10.11.13 We had snow bird friends over for a farewell dinner a few days ago. Off they go to Arizona, joining the caravan of motor coaches leaving our little village before the snow flies. The neighbors on each side of us have had their chainsaws buzzing, burning slash piles of timber and branches. I heard the aluminum rowboat at the Brown cabin being pulled up from the lakeshore when I was down by the water the other day. Everybody is buttoning things up, closing down their homes, heading south.

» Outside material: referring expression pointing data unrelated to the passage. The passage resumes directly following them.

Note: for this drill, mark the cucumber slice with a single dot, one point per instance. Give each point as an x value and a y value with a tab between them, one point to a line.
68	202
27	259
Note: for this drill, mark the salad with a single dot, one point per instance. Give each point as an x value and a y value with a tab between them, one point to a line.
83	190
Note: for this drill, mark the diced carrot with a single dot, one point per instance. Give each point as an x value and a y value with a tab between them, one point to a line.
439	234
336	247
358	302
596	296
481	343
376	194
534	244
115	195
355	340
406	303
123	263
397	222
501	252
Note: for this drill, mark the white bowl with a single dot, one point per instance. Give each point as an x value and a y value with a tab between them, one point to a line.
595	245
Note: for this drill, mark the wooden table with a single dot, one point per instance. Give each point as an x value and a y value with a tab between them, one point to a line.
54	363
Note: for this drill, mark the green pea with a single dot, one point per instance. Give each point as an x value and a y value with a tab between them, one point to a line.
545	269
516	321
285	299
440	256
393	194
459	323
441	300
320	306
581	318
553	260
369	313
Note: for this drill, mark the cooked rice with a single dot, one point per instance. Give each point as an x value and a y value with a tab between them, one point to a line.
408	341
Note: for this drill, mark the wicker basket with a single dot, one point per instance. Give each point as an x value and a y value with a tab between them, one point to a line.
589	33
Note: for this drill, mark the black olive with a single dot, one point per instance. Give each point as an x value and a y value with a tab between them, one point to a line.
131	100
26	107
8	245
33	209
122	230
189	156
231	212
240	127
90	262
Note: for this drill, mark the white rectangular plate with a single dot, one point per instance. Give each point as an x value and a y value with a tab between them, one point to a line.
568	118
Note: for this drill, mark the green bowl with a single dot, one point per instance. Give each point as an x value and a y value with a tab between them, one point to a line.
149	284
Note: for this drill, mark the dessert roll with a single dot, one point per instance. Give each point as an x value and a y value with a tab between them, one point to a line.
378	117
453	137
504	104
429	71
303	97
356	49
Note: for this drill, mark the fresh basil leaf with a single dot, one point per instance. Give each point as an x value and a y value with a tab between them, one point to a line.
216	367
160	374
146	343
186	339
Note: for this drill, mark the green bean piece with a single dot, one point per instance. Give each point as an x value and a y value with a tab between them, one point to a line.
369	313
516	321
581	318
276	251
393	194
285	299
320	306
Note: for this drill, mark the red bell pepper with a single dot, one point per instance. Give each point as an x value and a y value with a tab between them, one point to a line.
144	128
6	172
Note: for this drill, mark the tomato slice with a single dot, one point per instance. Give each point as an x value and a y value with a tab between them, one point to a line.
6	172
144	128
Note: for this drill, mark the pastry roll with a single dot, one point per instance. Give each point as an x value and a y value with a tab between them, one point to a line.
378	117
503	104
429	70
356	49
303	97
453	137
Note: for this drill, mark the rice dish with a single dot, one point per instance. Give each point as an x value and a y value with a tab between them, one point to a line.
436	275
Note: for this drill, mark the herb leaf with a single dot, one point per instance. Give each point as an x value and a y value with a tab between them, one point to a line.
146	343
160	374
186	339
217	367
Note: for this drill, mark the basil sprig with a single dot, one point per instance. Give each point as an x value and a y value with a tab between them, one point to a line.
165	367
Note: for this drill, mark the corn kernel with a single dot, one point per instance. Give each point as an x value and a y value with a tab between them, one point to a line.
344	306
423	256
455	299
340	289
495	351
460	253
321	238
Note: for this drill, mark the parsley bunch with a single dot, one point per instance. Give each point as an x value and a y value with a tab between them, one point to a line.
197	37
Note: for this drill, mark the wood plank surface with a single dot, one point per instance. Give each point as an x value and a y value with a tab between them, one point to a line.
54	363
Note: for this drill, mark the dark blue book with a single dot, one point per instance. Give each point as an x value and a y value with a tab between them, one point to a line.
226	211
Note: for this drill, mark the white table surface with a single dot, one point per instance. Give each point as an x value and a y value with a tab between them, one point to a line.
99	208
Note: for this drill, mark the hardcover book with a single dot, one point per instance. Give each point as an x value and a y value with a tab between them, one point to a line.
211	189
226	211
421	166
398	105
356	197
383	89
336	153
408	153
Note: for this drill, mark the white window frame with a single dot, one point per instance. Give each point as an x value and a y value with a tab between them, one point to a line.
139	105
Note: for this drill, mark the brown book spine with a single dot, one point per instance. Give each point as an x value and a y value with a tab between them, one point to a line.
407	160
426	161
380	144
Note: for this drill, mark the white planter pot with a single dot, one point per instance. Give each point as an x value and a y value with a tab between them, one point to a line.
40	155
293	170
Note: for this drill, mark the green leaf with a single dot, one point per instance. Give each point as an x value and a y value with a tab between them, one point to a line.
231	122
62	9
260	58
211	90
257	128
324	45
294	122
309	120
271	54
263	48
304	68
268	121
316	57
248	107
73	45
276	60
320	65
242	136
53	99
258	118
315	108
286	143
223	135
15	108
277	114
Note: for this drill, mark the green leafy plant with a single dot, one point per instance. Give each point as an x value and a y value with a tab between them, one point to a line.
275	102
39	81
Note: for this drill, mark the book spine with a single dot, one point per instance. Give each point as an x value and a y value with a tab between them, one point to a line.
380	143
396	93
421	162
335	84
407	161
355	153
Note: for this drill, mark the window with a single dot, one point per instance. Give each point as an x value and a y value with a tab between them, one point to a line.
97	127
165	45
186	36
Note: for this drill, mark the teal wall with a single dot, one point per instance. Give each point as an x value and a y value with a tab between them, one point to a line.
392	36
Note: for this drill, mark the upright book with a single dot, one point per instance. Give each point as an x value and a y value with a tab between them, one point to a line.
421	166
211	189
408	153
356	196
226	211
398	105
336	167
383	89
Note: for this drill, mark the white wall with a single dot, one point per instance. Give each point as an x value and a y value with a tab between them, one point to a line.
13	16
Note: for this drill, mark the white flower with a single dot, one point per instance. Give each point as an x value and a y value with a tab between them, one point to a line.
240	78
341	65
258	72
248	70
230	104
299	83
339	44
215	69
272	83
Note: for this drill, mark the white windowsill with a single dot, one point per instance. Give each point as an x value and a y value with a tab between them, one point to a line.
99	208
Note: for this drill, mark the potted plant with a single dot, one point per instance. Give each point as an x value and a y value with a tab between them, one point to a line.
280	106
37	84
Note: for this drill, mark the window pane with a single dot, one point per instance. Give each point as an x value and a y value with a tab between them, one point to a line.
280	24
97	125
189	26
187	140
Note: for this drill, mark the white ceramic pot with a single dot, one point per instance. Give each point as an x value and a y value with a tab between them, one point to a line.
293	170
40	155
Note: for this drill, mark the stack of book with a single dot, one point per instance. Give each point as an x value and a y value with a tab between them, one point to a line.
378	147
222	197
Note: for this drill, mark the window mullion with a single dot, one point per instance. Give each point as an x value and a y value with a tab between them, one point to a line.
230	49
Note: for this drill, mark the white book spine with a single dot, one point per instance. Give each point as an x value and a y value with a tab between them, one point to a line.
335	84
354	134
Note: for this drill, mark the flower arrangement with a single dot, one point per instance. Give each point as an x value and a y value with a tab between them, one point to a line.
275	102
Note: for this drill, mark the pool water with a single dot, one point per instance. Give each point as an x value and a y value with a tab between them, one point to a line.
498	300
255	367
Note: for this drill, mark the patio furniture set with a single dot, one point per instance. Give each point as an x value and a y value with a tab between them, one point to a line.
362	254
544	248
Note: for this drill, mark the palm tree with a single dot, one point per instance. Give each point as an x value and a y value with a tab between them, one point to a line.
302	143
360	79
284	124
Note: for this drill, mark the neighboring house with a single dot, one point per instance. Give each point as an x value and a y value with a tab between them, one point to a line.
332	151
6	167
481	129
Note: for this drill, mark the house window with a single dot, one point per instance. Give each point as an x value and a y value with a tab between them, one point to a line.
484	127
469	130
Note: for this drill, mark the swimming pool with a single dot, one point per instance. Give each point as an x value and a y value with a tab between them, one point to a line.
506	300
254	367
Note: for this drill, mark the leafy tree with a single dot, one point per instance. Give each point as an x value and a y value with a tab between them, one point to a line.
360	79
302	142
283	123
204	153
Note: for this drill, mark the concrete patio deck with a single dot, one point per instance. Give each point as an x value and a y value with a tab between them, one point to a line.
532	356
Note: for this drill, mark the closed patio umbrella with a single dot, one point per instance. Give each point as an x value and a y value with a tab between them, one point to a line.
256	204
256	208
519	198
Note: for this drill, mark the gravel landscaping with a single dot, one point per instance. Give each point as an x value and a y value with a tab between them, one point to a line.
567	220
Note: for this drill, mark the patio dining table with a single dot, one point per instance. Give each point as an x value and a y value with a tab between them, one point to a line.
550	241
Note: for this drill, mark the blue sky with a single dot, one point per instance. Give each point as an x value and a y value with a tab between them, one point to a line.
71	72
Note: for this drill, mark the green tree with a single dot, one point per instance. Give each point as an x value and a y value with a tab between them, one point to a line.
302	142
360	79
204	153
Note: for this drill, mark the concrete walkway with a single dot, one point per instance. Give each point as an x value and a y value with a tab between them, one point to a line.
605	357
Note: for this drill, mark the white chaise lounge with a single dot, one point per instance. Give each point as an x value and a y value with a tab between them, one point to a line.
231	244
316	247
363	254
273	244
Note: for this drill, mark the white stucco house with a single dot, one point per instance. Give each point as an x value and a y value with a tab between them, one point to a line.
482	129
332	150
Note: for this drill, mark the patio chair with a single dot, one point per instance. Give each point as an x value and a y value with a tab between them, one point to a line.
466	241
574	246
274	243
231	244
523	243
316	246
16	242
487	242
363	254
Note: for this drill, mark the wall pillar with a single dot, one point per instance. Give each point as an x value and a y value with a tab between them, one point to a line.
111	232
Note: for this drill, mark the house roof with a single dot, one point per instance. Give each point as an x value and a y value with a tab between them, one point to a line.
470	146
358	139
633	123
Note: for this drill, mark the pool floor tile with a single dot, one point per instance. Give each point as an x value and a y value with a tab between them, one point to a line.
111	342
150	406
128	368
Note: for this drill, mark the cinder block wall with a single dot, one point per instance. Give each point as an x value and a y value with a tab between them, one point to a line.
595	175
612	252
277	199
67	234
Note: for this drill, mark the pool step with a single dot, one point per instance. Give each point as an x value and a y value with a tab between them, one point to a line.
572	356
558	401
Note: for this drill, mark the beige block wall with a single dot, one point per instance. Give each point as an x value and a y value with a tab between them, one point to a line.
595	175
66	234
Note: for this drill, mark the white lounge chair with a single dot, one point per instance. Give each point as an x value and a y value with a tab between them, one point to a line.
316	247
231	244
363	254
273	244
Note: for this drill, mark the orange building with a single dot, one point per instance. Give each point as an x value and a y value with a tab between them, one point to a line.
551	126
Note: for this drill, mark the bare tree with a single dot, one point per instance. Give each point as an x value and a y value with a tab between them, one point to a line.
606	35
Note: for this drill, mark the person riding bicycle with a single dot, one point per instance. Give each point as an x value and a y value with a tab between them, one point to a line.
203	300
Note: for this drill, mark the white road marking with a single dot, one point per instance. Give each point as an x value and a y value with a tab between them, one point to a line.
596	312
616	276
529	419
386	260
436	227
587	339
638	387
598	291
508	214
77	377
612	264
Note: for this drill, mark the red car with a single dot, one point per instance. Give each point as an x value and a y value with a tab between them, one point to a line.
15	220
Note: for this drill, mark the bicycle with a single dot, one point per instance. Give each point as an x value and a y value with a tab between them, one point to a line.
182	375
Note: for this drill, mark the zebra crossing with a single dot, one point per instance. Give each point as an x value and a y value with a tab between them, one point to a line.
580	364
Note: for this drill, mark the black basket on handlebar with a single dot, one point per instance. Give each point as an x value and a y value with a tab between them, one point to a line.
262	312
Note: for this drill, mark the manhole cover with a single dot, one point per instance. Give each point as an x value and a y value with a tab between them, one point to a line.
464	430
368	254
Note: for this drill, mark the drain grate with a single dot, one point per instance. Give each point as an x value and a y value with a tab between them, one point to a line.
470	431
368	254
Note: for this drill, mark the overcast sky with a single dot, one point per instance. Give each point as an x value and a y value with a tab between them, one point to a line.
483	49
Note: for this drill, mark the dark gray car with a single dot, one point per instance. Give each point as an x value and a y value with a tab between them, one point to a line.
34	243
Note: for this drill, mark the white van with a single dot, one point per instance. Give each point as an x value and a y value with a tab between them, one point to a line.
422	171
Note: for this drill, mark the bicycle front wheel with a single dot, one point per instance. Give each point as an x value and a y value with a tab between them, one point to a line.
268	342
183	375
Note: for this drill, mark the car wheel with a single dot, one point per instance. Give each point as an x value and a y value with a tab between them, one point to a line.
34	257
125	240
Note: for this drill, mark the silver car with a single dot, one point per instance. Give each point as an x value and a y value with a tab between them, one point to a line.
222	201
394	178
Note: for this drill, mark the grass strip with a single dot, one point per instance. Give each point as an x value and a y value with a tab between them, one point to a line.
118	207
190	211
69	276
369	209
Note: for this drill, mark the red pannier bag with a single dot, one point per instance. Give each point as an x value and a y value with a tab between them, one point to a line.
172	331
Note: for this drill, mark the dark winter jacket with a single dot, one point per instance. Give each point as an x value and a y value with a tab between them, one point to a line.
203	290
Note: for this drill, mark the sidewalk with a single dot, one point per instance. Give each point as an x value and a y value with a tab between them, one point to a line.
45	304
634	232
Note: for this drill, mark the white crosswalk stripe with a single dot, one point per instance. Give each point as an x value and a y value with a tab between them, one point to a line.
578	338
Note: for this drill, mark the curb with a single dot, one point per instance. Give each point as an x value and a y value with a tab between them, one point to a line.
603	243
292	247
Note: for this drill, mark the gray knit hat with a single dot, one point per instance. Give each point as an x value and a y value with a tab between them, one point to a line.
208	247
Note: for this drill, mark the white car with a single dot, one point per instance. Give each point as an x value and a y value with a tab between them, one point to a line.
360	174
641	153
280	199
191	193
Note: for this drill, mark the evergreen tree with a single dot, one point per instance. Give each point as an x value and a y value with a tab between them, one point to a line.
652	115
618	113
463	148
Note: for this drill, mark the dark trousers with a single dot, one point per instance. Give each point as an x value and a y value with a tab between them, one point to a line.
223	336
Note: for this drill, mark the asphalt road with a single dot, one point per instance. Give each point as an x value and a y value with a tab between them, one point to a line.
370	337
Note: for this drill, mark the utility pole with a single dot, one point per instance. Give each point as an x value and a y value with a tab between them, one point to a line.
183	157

At our farewell dinner, my friend, Carol, with her keen artist’s eye, could not believe the light coming into our dining room in the hour before sunset. She grabbed her camera and clicked away as the light changed, second to second. I told her that it is always like this in October in my house. The sun, already so low in the southern sky, has dropped beneath the roof overhang on the porch and bounces off the lake through the glass doors, into our house. There is a good hour or so right now when the light is exquisite. I will stop everything I am doing to watch its progression across the room. Before Carol’s exodus to Arizona, she had spent thirty years living in the Flathead Valley, and reminded me that this quality of light was splendid, “when there is any light.” She is correct. But, I told her that often at the end of a dreary day, there is light at sunset, when the setting sun’s rays sandwich under the big gray cloud and the top of the mountain to the west, for a brief few minutes. It’s often all that I need.
So, no, I don’t envy her leaving for the sunshine and dry warmth of the desert. Come January, I will definitely peruse air fares and see if I can find a bargain to go visit her and escape the cold, gray, dark and damp isolation of this place. But not now. Every day the leaves become more golden or crimson, and there is fog now in the mornings over the lake and rivers as the air temperature drops lower than the water’s. On my run this morning, the Swan River was a deep blue-green color with undertones of teal blue, and yellow birch leaves floating in its current. A soft, misty rain was falling with the scent of wood smoke in the air. I wore my wellies and a wool plaid scarf when I went into town. A perfect Fall day.
No, I don’t envy the snow birds fleeing south right now. I envy them in the early Summer, when they arrive back here, drive down their gravel roads to the lake, open up the cabin, get the water pump working again, set out the Adirondack chairs, and drag the canoe out of the boathouse. I envy them when I hear their voices and laughter and busyness in the woods, setting up house for the summer. And, I’ve been here all the time. In my envy, I realize, as they say in yoga, “one must come to the mat every time with a beginner’s mind.” Their joy and anticipation in returning reminds me to have a beginner’s mind every time I come down the bumpy, twisty dirt road, to our home on the water.